The most common form of authentication is the user ID and password combination.
While it is not inherently a poor mechanism for authentication, the combination can be attacked in several ways. All too often, these attacks yield favorable results for the attacker not as a result of a weakness in the scheme but usually due to the user not following good password procedures.
Poor Password Choices
The least technical of the various password-attack techniques consists of the attacker simply attempting to guess the password of an authorized user of the system or network.
It is surprising how often this simple method works, and the reason it does is because people are notorious for picking poor passwords. Users need to select a password that they can remember, so they create simple passwords, such as their birthday, their mother's maiden name, the name of their spouse or one of their children, or even simply their user ID itself. All it takes is for the attacker to obtain a valid user ID (often a simple matter, because organizations tend to use an individual's names in some combination- first letter of their first name combined with their last name, for example) and a little bit of information about the user before guessing can begin. Organizations sometimes make it even easier for attackers to obtain this sort of information by posting the names of their "management team" and other individuals, sometimes with short biographies, on their web sites.
Even if the person doesn't use some personal detail as her password, she may still get lucky, since many people use a common word for their password. Attackers can obtain lists of common passwords-a number of them exist on the Internet. Words such as "password" and "secret" have often been used as passwords. Names of favorite sports teams also often find their way onto lists of commonly used passwords.
Another method of determining passwords is to use a password-cracking program that uses a list of dictionary of words to try to guess the password. The words can be used by themselves, or two or more smaller words can be combined to form a single possible password. A number of commercial and public-domain password-cracking programs employ a variety of methods to crack passwords, including using variations on the user ID.

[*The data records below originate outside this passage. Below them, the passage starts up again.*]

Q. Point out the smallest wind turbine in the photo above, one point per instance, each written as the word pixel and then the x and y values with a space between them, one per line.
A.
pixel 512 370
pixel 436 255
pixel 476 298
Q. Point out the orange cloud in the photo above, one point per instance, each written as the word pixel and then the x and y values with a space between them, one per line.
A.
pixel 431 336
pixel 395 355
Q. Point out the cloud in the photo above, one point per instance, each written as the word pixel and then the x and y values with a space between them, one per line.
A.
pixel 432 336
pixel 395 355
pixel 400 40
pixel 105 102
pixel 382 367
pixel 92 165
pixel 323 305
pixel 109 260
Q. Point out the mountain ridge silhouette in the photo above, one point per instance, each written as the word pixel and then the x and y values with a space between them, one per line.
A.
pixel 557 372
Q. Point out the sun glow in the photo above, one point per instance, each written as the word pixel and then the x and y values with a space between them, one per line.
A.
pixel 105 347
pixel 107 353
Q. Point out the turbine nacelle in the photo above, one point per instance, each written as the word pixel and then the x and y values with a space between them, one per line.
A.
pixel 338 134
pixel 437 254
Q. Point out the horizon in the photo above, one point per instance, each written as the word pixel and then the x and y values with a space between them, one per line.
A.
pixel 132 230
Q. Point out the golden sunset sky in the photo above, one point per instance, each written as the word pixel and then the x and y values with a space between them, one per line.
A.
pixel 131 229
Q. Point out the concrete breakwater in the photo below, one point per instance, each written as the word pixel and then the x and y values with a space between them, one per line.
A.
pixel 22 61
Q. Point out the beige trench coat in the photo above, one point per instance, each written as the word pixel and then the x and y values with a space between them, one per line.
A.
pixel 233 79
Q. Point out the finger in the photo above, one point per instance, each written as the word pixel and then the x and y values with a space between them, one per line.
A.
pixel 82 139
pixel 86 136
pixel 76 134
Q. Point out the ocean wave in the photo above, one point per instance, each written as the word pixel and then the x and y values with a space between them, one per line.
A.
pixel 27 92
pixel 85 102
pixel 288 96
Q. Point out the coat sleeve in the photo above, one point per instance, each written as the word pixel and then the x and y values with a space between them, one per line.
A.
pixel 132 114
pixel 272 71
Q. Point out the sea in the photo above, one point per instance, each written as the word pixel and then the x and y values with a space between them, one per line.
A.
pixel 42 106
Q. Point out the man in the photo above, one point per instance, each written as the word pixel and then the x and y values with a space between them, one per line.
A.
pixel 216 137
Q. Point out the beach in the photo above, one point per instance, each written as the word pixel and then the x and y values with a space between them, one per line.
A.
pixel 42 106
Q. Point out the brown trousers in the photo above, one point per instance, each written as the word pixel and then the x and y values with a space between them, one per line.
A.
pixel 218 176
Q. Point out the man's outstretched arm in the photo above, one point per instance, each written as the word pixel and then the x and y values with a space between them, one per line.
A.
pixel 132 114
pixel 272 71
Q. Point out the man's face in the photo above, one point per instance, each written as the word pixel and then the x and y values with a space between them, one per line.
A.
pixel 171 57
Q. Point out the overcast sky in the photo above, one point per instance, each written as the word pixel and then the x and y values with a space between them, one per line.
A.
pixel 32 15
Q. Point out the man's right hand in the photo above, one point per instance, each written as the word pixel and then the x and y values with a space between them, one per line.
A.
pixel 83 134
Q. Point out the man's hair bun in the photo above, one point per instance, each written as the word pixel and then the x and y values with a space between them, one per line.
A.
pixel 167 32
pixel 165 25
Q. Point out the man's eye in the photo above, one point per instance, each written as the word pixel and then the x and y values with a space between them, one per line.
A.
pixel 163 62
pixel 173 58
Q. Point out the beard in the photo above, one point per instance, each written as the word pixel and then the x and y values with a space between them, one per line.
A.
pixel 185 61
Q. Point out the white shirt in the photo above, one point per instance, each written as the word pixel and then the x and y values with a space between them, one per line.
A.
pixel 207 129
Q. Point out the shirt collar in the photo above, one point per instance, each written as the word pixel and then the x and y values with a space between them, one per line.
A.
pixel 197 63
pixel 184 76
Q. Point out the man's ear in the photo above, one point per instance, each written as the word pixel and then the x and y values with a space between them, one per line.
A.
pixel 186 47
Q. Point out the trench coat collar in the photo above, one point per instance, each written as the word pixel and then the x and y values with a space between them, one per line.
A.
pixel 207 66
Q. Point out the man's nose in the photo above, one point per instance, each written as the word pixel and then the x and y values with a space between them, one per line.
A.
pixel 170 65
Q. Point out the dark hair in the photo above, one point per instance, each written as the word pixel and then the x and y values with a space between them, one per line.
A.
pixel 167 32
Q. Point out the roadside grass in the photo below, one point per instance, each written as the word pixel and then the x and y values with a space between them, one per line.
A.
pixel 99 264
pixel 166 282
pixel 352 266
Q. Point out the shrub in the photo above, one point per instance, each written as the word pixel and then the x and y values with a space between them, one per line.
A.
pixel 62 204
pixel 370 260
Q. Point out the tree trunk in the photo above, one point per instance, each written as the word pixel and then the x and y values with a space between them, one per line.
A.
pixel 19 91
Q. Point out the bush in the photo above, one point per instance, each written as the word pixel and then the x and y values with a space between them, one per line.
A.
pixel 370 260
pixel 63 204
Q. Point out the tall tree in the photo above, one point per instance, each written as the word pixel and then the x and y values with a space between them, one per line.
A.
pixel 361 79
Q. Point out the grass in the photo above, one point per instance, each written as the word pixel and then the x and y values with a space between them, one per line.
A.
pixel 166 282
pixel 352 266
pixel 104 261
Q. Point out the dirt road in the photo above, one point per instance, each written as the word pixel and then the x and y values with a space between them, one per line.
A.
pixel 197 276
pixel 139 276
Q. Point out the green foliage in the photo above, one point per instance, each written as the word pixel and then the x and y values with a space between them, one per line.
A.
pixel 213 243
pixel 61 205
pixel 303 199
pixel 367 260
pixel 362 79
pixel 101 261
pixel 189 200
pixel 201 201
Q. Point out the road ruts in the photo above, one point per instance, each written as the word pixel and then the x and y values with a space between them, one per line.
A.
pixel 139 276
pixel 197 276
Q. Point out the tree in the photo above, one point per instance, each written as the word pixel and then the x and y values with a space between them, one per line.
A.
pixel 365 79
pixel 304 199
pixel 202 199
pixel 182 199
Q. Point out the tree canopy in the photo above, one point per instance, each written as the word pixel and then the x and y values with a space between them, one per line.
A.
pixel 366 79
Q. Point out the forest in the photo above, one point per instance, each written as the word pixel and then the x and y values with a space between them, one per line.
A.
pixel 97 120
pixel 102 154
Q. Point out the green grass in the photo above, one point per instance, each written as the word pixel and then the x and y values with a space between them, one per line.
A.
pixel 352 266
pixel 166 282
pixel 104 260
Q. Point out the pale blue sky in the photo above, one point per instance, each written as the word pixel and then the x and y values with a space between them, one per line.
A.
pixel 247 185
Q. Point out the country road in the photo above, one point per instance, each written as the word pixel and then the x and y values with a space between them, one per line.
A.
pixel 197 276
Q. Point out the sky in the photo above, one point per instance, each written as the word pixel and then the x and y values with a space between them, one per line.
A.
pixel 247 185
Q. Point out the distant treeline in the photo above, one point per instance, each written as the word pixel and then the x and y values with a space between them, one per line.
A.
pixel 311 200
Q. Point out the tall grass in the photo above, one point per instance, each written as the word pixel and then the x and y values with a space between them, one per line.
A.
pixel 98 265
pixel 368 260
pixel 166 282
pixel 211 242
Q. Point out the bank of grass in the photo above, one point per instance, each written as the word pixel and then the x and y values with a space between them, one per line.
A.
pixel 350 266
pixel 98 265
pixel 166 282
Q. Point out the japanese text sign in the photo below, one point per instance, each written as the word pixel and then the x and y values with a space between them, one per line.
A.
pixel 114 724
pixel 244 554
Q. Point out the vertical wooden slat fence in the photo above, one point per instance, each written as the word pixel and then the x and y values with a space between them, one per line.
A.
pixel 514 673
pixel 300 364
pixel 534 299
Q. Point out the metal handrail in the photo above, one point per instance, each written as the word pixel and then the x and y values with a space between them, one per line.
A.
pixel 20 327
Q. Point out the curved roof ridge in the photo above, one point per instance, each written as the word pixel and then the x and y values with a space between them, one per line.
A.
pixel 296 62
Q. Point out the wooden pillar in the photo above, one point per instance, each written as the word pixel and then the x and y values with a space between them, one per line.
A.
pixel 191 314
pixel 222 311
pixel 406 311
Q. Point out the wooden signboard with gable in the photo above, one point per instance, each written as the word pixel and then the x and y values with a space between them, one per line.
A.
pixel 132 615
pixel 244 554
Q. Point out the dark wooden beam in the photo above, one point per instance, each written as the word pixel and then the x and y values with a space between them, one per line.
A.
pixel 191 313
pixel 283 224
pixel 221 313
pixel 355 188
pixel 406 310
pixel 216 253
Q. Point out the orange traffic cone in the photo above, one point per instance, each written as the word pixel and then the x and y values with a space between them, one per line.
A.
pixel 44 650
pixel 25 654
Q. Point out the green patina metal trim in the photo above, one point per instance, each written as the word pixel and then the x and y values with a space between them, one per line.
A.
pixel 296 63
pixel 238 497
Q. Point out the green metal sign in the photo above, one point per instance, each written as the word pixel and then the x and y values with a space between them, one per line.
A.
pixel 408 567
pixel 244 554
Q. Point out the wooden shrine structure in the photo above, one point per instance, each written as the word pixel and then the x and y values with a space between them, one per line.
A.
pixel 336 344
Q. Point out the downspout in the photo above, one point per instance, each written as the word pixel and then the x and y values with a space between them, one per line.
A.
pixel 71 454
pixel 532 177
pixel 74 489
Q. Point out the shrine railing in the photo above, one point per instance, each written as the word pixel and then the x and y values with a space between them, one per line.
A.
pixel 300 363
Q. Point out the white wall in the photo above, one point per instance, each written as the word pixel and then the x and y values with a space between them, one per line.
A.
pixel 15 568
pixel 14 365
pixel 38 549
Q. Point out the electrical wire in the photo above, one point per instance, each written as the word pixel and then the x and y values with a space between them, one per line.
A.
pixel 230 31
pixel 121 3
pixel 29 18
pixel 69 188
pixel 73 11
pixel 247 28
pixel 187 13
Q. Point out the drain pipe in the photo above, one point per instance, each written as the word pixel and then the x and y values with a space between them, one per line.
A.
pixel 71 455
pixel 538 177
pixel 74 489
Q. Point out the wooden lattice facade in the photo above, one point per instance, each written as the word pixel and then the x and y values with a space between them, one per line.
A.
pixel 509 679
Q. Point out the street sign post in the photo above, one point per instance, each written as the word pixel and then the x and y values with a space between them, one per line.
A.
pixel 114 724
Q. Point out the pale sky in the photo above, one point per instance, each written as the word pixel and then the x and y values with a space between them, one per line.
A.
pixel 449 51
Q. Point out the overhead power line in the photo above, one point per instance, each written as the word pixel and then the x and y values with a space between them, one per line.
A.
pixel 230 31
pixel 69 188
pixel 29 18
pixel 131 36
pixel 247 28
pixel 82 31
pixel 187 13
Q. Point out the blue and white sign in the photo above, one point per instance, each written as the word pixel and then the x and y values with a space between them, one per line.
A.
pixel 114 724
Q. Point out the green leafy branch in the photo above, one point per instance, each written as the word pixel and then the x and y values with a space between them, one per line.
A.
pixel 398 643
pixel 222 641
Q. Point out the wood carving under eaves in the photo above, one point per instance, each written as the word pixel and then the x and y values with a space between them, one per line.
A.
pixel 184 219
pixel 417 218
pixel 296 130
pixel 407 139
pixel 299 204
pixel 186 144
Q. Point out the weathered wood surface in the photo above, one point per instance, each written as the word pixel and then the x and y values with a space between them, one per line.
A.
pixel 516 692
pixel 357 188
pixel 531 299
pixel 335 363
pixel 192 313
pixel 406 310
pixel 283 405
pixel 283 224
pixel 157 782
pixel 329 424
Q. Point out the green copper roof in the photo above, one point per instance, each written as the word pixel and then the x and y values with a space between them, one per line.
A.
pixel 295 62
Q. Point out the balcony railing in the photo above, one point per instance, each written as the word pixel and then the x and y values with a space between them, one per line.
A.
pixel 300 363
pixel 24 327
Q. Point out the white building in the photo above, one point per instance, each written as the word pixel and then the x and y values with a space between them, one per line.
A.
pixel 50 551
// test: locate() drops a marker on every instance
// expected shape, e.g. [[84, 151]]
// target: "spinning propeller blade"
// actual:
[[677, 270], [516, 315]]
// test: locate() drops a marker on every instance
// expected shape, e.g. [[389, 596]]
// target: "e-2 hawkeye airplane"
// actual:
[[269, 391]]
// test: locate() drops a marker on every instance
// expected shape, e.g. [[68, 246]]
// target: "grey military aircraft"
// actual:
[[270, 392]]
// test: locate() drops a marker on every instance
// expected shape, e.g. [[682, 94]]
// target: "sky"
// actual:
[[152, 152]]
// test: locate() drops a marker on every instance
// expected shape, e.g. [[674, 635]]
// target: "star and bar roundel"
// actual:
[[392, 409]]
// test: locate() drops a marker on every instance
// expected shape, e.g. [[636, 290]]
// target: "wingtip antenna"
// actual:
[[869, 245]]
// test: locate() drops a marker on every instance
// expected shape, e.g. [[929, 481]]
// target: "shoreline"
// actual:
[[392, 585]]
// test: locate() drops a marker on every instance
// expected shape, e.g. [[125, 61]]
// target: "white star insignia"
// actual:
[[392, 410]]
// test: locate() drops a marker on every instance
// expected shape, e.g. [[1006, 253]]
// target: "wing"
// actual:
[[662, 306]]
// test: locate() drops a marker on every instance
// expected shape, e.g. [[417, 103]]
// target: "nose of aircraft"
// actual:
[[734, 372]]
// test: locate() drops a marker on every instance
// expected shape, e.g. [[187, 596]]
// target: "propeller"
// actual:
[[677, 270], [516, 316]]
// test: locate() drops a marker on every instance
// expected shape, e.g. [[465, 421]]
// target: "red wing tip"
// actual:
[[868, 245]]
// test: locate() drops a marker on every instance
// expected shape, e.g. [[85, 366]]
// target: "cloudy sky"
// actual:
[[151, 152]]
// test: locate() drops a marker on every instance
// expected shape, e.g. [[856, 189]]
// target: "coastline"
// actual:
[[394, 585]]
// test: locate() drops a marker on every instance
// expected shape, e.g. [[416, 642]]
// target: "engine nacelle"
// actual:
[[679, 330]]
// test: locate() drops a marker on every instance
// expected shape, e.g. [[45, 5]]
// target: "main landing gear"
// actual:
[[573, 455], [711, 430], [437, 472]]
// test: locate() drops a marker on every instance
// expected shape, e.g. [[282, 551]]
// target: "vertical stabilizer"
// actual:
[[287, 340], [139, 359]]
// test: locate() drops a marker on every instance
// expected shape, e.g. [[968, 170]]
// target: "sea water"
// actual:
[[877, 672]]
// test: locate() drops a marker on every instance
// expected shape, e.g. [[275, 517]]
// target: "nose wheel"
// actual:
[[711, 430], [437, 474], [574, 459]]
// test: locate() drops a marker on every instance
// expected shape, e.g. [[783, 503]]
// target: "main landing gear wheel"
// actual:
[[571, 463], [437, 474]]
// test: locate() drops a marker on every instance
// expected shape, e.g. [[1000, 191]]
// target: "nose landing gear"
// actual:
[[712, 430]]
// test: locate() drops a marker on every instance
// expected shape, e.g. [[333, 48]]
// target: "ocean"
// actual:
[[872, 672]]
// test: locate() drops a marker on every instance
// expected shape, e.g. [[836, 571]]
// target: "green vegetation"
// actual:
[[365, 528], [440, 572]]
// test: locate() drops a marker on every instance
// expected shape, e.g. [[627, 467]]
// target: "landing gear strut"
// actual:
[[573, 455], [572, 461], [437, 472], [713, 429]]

The programs often permit the attacker to create various rules that tell the program how to combine words to form new possible passwords. Users commonly substitute certain numbers for specific letters. If the user wanted to use the word secret for a password, for example, the letter e could be replaced with the number 3, yielding s3cr3t. This password will not be found in the dictionary, so a pure dictionary attack would not crack it, but the password is still easy for the user to remember. If a rule were created that tried all words in the dictionary and then tried the same words substituting the number 3 for the letter e, however, the password would be cracked.
Rules can also be defined so that the cracking program will substitute special characters for other characters or combine words. The ability of the attacker to crack passwords is directly related to the method the user employs to create the password in the first place, as well as the dictionary and rules used.
If the user has selected a password that is not found in a dictionary, even if various numbers or special characters are substituted for letters, the only way the password can be cracked is for an attacker to attempt a brute-force attack, in which the passwordcracking program attempts all possible password combinations.
The length of the password and the size of the set of possible characters in the password will greatly affect the time a brute-force attack will take. A few years ago, this method of attack was very time consuming, since it took considerable time to generate all possible combinations. With the increase in computer speed, however, generating password combinations is much faster, making it more feasible to launch brute-force attacks against certain computer systems and networks.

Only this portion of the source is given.